Forward Error Correction (FEC) Building Block
draft-ietf-rmt-fec-bb-revised-07
Yes
No Objection
Note: This ballot was opened for revision 07 and is now closed.
Lars Eggert No Objection
Section 1., paragraph 1: > This document is a > product of the IETF RMT WG and follows the general guidelines > provided in [5]. We don't typically mention which WGs have produced documents. Section 2., paragraph 3: > It was the stated intent of the RMT working group to re-submit this > specification as an IETF Proposed Standard in due course. We don't typically talk about intentions of WGs or people in our documents. [Editing nits sent to the authors directly.]
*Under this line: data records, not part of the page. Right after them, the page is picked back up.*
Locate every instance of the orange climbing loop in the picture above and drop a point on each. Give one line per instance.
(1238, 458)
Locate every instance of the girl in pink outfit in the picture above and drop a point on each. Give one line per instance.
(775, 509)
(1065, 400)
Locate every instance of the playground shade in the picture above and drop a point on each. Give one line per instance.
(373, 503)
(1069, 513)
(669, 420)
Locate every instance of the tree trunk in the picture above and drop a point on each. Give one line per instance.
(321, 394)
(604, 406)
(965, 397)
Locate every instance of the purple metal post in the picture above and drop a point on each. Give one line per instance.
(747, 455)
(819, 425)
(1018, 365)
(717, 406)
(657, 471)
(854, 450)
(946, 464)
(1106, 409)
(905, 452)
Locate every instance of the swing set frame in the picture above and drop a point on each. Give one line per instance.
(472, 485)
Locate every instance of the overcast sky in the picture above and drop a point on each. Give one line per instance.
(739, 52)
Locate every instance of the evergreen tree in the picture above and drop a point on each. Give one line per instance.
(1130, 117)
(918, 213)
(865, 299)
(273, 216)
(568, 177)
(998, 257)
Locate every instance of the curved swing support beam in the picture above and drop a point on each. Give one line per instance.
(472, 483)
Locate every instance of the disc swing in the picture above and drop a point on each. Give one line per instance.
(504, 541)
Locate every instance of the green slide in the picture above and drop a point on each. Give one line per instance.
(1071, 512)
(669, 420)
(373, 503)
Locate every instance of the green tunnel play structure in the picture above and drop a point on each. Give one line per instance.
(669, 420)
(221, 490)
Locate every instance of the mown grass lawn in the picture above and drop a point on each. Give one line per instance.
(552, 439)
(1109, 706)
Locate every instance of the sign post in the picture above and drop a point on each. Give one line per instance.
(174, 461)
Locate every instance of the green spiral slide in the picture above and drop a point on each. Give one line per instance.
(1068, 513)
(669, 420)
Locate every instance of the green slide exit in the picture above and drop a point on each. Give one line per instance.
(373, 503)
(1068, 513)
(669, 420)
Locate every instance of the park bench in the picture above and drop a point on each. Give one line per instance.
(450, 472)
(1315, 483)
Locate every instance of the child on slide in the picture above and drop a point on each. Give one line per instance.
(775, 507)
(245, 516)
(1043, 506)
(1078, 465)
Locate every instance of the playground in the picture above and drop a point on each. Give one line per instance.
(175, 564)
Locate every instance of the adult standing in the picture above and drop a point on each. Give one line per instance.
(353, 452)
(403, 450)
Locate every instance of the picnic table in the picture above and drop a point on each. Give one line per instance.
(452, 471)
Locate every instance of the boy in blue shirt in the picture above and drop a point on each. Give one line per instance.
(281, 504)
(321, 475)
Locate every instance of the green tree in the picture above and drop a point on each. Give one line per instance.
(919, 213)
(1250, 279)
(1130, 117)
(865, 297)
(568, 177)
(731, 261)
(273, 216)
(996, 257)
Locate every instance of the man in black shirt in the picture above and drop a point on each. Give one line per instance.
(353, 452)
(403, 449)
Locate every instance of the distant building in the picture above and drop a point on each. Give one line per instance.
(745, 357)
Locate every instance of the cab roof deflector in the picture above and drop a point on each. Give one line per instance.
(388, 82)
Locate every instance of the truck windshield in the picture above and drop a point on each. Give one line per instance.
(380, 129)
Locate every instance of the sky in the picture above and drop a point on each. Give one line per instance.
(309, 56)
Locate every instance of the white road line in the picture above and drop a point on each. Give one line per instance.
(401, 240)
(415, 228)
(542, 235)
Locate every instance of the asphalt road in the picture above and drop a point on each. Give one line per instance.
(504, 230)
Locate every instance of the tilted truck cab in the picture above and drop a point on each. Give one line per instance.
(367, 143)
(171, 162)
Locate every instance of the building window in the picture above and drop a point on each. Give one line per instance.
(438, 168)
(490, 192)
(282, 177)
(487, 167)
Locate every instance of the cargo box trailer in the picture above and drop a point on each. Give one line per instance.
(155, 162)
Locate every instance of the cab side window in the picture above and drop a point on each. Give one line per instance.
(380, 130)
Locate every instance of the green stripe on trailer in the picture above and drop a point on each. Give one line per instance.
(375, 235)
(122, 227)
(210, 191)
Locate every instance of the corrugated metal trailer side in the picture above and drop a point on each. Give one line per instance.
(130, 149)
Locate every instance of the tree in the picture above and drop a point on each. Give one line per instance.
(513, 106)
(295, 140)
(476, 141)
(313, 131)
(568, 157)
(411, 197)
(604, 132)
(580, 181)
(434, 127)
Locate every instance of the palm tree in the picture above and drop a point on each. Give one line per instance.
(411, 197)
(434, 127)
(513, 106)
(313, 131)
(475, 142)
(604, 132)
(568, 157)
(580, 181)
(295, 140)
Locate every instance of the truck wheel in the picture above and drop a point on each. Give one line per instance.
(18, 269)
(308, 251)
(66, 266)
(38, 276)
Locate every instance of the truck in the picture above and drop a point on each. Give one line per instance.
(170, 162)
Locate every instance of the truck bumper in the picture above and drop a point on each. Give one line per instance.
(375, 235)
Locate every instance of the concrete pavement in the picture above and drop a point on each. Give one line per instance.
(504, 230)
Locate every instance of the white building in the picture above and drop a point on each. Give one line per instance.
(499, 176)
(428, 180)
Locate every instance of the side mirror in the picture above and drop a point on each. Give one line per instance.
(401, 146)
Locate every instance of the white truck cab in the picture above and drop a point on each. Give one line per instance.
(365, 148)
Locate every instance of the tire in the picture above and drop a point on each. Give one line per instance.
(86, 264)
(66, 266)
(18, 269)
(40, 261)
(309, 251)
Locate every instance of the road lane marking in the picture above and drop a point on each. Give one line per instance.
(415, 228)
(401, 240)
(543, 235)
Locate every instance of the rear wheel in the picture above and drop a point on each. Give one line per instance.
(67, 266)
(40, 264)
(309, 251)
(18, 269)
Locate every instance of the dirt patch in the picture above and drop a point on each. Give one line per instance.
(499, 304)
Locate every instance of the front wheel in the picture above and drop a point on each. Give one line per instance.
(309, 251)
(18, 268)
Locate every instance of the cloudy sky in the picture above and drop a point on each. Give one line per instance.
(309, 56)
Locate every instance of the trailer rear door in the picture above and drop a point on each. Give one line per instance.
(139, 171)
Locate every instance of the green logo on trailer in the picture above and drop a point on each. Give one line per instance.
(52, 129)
(Jari Arkko; former steering group member) Yes
(Magnus Westerlund; former steering group member) (was Discuss, Yes) Yes
(Chris Newman; former steering group member) No Objection
(Cullen Jennings; former steering group member) No Objection
(Dan Romascanu; former steering group member) No Objection
(David Ward; former steering group member) No Objection
(Jon Peterson; former steering group member) No Objection
(Mark Townsley; former steering group member) No Objection
(Ron Bonica; former steering group member) No Objection
(Ross Callon; former steering group member) No Objection
(Russ Housley; former steering group member) (was Discuss) No Objection
(Sam Hartman; former steering group member) No Objection
(Tim Polk; former steering group member) No Objection
As noted in the writeup, the current version does not differ significantly from RFC 3452. The changes do not appear to impact the security considerations, and the document repeats the security considerations from RFC 3452. Since the document was previously approved with these security considerations, I am entering this as a comment rather than a discuss. However, I am uncomfortable with the first sentence in the security considerations section: "Data delivery can be subject to denial-of-service attacks by attackers which send corrupted packets that are accepted as legitimate by receivers. While it is true that data delivery without authentication "can be subject to denial-of-service attacks", there can be other consequences as well. RFC3453 says "[b]y injecting corrupted encoding symbols, they are accepted as valid encoding symbols by a receiver, which *at the very least*, is an effective denial of service attack." (My emphasis on "at the very least".) It would be nice if the security considerations addressed some of the other potential consequences!